Two generations, two careers with TC Energy

Posted by TC Energy

For Richard Cole, a senior project manager for TC Energy in Charleston, W.Va., his father’s footsteps led him straight into the pipeline industry.

“My father worked as a mechanic on airplanes in the service. He could fix anything, a bike, car or motorcycle, anything. He would just tear into it and fix it. He helped build our Flat Top Compressor Station near Beckley, West Virginia,” said Cole.

“He started working on engines in the field for United Fuel Gas back in 1947, so he would have been 21 years old. He just had this ability to always fix stuff, knew how things worked. He liked to work with his hands. I adopted that, too – liking to work outside and being hands-on.”

Cole mirrored his father’s work ethic at Columbia Gas working all four summers during his college years. He worked two years at a compressor station, one year in a pipeline field office and another at the Charleston office.
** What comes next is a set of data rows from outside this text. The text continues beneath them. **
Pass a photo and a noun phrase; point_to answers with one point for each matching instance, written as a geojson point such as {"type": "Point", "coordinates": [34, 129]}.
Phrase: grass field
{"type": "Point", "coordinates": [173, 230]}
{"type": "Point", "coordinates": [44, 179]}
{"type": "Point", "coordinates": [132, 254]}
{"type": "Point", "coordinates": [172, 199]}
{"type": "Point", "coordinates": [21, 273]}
After college, he started in the business with Tennessee Gas Pipeline, then a division of Tenneco, in Houston, Texas for two years. “I loved every minute of it. That was 1978 to ‘80, so everything was happening offshore. I spent a fair amount of time on helicopters, platforms and lay barges. It was an exciting time to be exposed to that part of the industry,” said Cole.

He then took a job with Columbia Gas, now a part of TC Energy, in 1980. Cole said that he is fortunate to have found a career and a company he’s enjoyed for so long, and credits his father, whose career spanned 43 years in the industry.

 


I feel very blessed for the events to have naturally fallen into place for my career, but with my dad working there you know I thought, ‘A gas company is a pretty good place to work.'”

Richard Cole
Senior Project Manager for TC Energy in Charleston, W.Va.


In his role as a project manager, he’s traveled across the United States and many trips to the field to help with needs there. “I try to help Operations to either upgrade facilities or move more gas,” he said.

“I’ve worked several years completing projects in the Capital Maintenance Program and the last five years I’ve helped with major projects like Leach XPress and Mountaineer XPress,” two of TC Energy’s newest Appalachian pipelines. “It’s just so unbelievable what we’ve accomplished in the last three years alone. For example, we doubled our horsepower from 1 million to 2 million,” Cole said.

“The industry has been really good to me. I remember reading an article when I was a young engineer that there was only enough gas in the United States to last 20 years. I was 21 and thought I’d at least get past half my career before the gas plays out. It’s now 42 years later, and we have more gas since the Marcellus (shale gas field) than we’ve ever had before,” he said. “The next 30 years should be equally good, too. It’s definitely been a good career for me.”